Community schools cultivate hope, opportunity and agency in Vancouver, Wash. “You heard me, not Canada!” quipped Tom Hagley, chief of staff and chief communications officer for Vancouver Public Schools during a Friday afternoon session at the AASA national conference.

His urban district serves a community where many people live below the poverty line, struggling to pay rent with no relief in sight. (Vancouver has the dubious distinction of having the highest rate of rental increase in the nation. A person making minimum wage must work 89 hours per week to rent a two-bedroom home.)
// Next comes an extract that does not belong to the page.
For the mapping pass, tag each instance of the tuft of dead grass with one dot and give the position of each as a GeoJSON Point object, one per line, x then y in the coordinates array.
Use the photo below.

Of the district’s 24,000 students, 1,100 are homeless, and many more suffer from food insecurity. “If a child doesn’t know where they’ll sleep or what they’ll eat, they won’t learn as well or achieve their best,” said Superintendent Steve Webb.

“Poverty is not a learning disability,” he said. “How do we bring basic need support to families?” Public schools step out of their area of responsibility to build up a community. “If it’s not us, then who?”
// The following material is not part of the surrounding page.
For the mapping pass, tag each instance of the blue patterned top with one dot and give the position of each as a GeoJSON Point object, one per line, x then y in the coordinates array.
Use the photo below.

The district acts as a hub and partners with community agencies to provide food, clothing, housing, and medicine for students. “This is not a handout. It’s a hand-up,” Webb said.
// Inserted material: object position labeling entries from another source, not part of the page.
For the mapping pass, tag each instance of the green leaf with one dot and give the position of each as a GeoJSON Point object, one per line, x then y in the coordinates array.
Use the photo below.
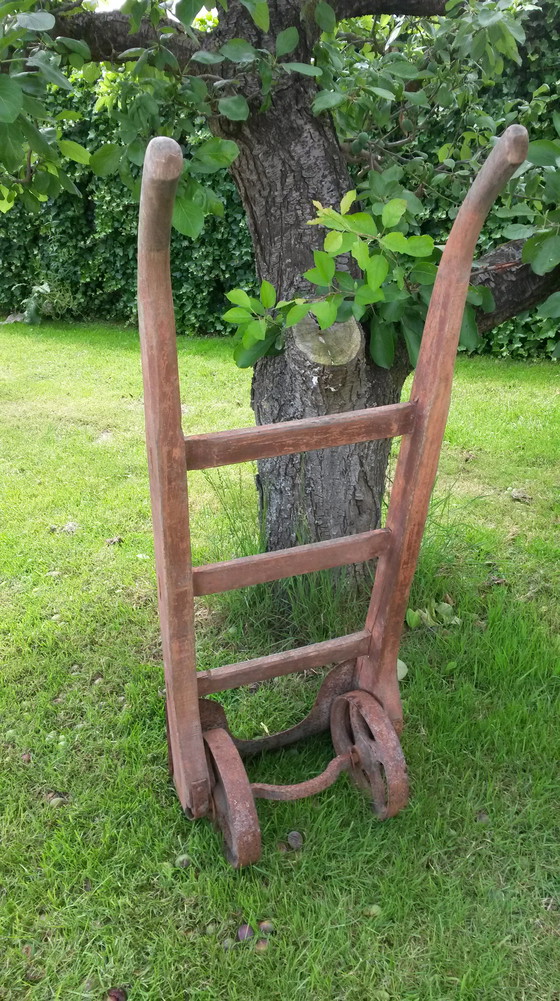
{"type": "Point", "coordinates": [188, 217]}
{"type": "Point", "coordinates": [244, 357]}
{"type": "Point", "coordinates": [326, 17]}
{"type": "Point", "coordinates": [38, 140]}
{"type": "Point", "coordinates": [11, 99]}
{"type": "Point", "coordinates": [547, 256]}
{"type": "Point", "coordinates": [287, 41]}
{"type": "Point", "coordinates": [186, 11]}
{"type": "Point", "coordinates": [213, 155]}
{"type": "Point", "coordinates": [333, 242]}
{"type": "Point", "coordinates": [304, 68]}
{"type": "Point", "coordinates": [38, 20]}
{"type": "Point", "coordinates": [393, 212]}
{"type": "Point", "coordinates": [267, 294]}
{"type": "Point", "coordinates": [33, 107]}
{"type": "Point", "coordinates": [133, 53]}
{"type": "Point", "coordinates": [365, 295]}
{"type": "Point", "coordinates": [325, 266]}
{"type": "Point", "coordinates": [235, 108]}
{"type": "Point", "coordinates": [387, 95]}
{"type": "Point", "coordinates": [237, 315]}
{"type": "Point", "coordinates": [105, 160]}
{"type": "Point", "coordinates": [518, 231]}
{"type": "Point", "coordinates": [74, 45]}
{"type": "Point", "coordinates": [255, 330]}
{"type": "Point", "coordinates": [543, 152]}
{"type": "Point", "coordinates": [348, 201]}
{"type": "Point", "coordinates": [327, 99]}
{"type": "Point", "coordinates": [404, 69]}
{"type": "Point", "coordinates": [326, 312]}
{"type": "Point", "coordinates": [91, 72]}
{"type": "Point", "coordinates": [135, 151]}
{"type": "Point", "coordinates": [412, 339]}
{"type": "Point", "coordinates": [414, 619]}
{"type": "Point", "coordinates": [239, 298]}
{"type": "Point", "coordinates": [397, 242]}
{"type": "Point", "coordinates": [424, 273]}
{"type": "Point", "coordinates": [377, 270]}
{"type": "Point", "coordinates": [550, 306]}
{"type": "Point", "coordinates": [361, 222]}
{"type": "Point", "coordinates": [297, 313]}
{"type": "Point", "coordinates": [49, 71]}
{"type": "Point", "coordinates": [382, 342]}
{"type": "Point", "coordinates": [67, 183]}
{"type": "Point", "coordinates": [73, 151]}
{"type": "Point", "coordinates": [469, 337]}
{"type": "Point", "coordinates": [361, 253]}
{"type": "Point", "coordinates": [259, 13]}
{"type": "Point", "coordinates": [11, 151]}
{"type": "Point", "coordinates": [420, 246]}
{"type": "Point", "coordinates": [238, 50]}
{"type": "Point", "coordinates": [207, 58]}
The results in Vancouver are remarkable. Community schools and their partners have distributed 63,000 pounds of food, 2,600 free transit passes, and 336 hours of parent-child early learning classes, according to the 2017-18 quarterly report. The costs were covered by $315,766 in donations.

The organization takes a holistic, “all means all” approach to ensure each student reaches graduation, Webb said.  Community schools are all about opportunity. “If we can close opportunity gaps, we can close achievement gaps.”

Vancouver Public Schools surely have. Since 2010, the district has experienced a 56 percent increase in kindergarten readiness, a 20-point decrease in the literacy gap for 3rd-grade English language learners, a 30 percent decrease in middle school F rates in core courses, and an 18-point increase of on-time graduation rate.

The district has set three ambitious goals:  (1) a 90 percent student attendance 90 percent of the time; (2) a 95 percent of students not receiving exclusion discipline time; and (3) 90 percent graduation rate.

Webb encouraged those interested in starting community schools to start small, build capacity of partnerships and share ownership with the community.

“If you build it, they will come,” he said.

(Margaret Gaw, a senior at the Harpeth Hall School in Nashville, is an intern with Conference Daily Online.)